Gibson Assembly and Yeast Assembly
Following the production of our GFP gene by templateless and finish PCR and verification that most of this DNA is the correct size by gel electrophoresis, we combine the gene with a promoter (RNR3) and a plasmid vector. Traditionally, we would clone the PCR product into the vector by using restriction enzymes to cut each piece of DNA and then we would join them together with the enzyme DNA ligase. Instead of the traditional method, we will use a newer method called Gibson assembly. Gibson Assembly was developed by Dr. Daniel Gibson and his colleagues at the J. Craig Venter Institute. It allows for successful assembly of multiple DNA fragments, regardless of fragment length or end compatibility (the presence of compatible sites for restriction enzyme cutting). It has been rapidly adopted by the synthetic biology community due to its ease-of-use, flexibility and suitability for large DNA constructs.
The Gibson Assembly Master Mix contains enzymes and therefore should be kept ON ICE AT ALL TIMES!
1. Label a 1.7 ml microcentrifuge tube with your initials.
2. In that tube (on ice), combine:
Promoter 3 ul Vector 3 ul GFP gene 3 ul Gibson Assembly Master Mix 10 ul
2. Place tube in a water bath and incubate at 50C for 15 minutes.
3. Remove tube from water bath and store at -20C until bacterial transformation in 2 weeks.
Although we have just used enzymes to assemble our GFP gene with a promoter and a plasmid vector (Gibson Assembly), the process of recombination, and therefore chunk assembly, is much more efficient in yeast cells. Therefore, we will also assemble our DNAs in yeast to compare the efficiency of transformation. Note that we will need to use a different plasmid vector for yeast assembly. Plasmid vectors typically contain the ampicillin resistance gene so that bacterial cells containing the vector will be able to grow in ampicillin. The plasmid we will use today will also contain a selectable marker so that yeast cells containing the vector will be able to grow on media lacking the amino acid histidine.
1. Prepare a yeast transformation master mix and keep the mix on ice. You have a tube containing 960 ul of 50% polyethylene glycol (PEG). To this tube add 144 ul of 1.0M lithium acetate (LiAc), 40 ul of single-stranded herring sperm DNA, and 55 ul water.
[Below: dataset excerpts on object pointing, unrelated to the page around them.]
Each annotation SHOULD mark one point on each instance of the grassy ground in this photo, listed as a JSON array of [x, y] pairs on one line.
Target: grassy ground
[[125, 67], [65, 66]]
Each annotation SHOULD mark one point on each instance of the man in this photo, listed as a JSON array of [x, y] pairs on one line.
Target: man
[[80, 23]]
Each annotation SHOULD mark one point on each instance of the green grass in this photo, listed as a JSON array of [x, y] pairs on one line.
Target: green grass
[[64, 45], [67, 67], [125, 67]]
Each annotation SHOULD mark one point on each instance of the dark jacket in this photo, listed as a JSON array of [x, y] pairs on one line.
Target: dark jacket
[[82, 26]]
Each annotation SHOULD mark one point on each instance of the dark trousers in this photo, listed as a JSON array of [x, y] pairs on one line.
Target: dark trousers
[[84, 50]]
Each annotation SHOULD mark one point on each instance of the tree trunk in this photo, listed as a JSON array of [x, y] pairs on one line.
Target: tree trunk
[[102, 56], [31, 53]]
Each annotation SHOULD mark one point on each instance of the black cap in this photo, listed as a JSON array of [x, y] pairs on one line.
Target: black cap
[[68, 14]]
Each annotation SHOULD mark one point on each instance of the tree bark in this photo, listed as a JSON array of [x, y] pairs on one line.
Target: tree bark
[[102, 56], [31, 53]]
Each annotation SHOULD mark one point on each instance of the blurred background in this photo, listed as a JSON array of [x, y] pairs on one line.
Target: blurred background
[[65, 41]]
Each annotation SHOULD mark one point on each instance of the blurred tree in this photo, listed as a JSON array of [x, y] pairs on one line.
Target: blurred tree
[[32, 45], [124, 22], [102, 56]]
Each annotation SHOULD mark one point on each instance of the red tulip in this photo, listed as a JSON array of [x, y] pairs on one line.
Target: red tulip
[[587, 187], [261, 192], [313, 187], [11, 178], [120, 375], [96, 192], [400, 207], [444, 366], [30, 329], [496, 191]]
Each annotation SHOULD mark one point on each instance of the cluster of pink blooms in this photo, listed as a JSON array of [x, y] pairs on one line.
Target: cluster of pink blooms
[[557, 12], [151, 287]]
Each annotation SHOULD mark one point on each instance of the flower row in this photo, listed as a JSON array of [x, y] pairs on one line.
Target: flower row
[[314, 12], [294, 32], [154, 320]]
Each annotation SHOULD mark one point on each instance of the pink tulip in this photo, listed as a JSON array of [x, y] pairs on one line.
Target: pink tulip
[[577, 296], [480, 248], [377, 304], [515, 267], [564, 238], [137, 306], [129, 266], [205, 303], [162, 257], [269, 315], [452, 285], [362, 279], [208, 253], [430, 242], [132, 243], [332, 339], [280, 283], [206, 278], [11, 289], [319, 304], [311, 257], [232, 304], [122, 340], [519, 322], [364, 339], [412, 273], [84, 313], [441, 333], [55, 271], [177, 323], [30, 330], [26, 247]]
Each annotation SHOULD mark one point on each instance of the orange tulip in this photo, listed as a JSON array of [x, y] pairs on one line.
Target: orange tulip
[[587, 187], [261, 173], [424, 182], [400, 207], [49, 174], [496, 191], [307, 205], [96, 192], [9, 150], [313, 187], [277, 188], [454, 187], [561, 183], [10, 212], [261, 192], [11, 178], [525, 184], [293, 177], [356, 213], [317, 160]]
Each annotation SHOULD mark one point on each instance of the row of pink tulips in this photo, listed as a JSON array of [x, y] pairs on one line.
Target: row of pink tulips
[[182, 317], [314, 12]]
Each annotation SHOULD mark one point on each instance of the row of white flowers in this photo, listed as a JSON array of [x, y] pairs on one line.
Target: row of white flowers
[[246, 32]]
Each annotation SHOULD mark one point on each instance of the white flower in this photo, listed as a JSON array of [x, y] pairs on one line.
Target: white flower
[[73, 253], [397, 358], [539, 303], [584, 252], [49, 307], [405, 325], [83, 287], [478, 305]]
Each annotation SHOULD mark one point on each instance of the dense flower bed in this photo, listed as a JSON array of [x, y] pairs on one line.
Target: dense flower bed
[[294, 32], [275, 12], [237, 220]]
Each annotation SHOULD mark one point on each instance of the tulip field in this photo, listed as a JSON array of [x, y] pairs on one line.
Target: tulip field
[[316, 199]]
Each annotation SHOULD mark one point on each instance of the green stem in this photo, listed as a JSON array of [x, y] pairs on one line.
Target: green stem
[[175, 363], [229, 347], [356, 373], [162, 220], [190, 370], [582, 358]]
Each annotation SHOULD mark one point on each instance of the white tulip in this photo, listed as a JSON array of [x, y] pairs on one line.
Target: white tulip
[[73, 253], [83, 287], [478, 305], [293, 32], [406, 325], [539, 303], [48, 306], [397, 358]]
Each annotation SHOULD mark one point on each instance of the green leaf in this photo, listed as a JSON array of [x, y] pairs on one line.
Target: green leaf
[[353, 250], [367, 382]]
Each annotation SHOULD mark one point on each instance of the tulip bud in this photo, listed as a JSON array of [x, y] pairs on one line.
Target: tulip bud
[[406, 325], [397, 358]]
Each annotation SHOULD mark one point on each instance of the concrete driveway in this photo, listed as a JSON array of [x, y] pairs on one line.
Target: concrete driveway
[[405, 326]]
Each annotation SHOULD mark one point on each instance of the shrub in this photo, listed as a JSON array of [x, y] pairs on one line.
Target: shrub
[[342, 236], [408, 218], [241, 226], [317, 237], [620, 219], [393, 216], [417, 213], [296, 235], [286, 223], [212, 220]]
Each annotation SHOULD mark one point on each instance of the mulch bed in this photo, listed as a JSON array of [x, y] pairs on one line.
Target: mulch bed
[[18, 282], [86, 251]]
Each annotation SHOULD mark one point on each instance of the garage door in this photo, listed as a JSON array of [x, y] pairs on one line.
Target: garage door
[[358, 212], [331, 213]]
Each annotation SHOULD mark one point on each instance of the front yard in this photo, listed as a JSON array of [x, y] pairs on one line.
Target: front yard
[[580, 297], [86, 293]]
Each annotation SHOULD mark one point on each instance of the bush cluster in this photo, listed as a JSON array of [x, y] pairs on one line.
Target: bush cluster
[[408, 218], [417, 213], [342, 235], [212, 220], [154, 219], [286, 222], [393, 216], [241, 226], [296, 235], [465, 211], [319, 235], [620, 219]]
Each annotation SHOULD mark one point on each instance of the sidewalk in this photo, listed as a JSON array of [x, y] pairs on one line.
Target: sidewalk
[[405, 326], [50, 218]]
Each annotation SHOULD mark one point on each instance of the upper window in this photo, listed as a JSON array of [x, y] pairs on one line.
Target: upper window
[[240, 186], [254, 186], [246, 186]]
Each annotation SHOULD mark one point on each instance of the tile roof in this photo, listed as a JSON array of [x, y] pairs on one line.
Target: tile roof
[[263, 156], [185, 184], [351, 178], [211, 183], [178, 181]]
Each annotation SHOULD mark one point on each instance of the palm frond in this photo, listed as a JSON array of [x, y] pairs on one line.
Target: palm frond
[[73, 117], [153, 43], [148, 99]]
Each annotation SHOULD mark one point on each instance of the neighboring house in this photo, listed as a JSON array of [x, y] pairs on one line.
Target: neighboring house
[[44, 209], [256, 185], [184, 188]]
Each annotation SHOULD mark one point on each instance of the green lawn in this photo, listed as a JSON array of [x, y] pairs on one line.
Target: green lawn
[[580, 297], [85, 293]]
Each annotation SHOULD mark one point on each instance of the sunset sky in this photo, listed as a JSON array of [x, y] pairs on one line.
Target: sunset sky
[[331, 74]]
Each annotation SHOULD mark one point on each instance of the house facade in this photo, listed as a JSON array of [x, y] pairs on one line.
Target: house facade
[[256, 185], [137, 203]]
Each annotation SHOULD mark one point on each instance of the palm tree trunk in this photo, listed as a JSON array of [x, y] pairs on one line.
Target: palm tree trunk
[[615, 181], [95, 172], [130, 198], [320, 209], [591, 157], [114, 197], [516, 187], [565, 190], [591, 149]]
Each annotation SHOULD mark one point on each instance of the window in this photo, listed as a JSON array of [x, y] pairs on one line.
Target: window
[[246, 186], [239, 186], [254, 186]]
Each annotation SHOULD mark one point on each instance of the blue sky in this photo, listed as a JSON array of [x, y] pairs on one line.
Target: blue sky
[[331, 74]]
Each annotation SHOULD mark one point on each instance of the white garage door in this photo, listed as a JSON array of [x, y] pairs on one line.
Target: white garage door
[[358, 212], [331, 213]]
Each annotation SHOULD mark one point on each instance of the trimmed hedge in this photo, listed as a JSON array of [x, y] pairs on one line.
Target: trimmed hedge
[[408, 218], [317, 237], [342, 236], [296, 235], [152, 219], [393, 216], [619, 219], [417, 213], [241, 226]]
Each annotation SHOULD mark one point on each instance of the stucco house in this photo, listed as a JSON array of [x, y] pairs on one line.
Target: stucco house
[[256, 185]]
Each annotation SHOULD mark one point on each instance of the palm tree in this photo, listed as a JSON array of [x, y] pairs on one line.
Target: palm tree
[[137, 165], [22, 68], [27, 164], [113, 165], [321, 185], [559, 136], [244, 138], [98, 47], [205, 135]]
Mix very well by vortexing for 10 seconds.
2. Obtain three tubes of yeast competent cells (one for assembly of the GFP gene/promoter/vector, one for the positive control, and one for the negative control). Label these tubes “GFP”, “PC”, and “NC”.
3. Centrifuge the yeast cells at 13,000g for 1 minute at room temperature.
4. Remove the supernatant (the liquid) with a pipet set to 1000 ul. Discard the liquid.
5. Aliquot 286 uL of yeast transformation mix from step 1 into each of the three microcentrifuge tubes containing the yeast cell pellets. Pipet up and down to mix the yeast cells.
6. To your “GFP” tube, add 3 ul of the GFP gene, 3 ul of the promoter, and 3 ul of the vector.
7. To the “PC” tube, add 9 uL from the provided PC DNA tube (this is 1 ug of the circular plasmid).
8. To the “NC” tube, add 9 uL of sterile water.
9. Vortex the tubes for 10 seconds to thoroughly mix the DNA with the transformation mix and yeast cells.
10. Incubate in a 42°C water bath for 20 minutes. During this time, obtain 3 SC-His plates. Label one “PC”, one “NC”, and one “GFP”.
11. After the heat shock, centrifuge the three tubes at top speed for 30 seconds.
12. Remove the supernatant with a P1000 pipette set to 1000 ul and discard the liquid.
13. Add 250 μL of sterile water to each tube. Gently pipette to resuspend the pellet.
14. From each tube, transfer 250 ul of the transformation product onto your appropriately labeled SC-His plates and spread to distribute evenly.
15. Once the plates are no longer wet, incubate the plates at 30°C for 2 days (remember to turn the plates upside down).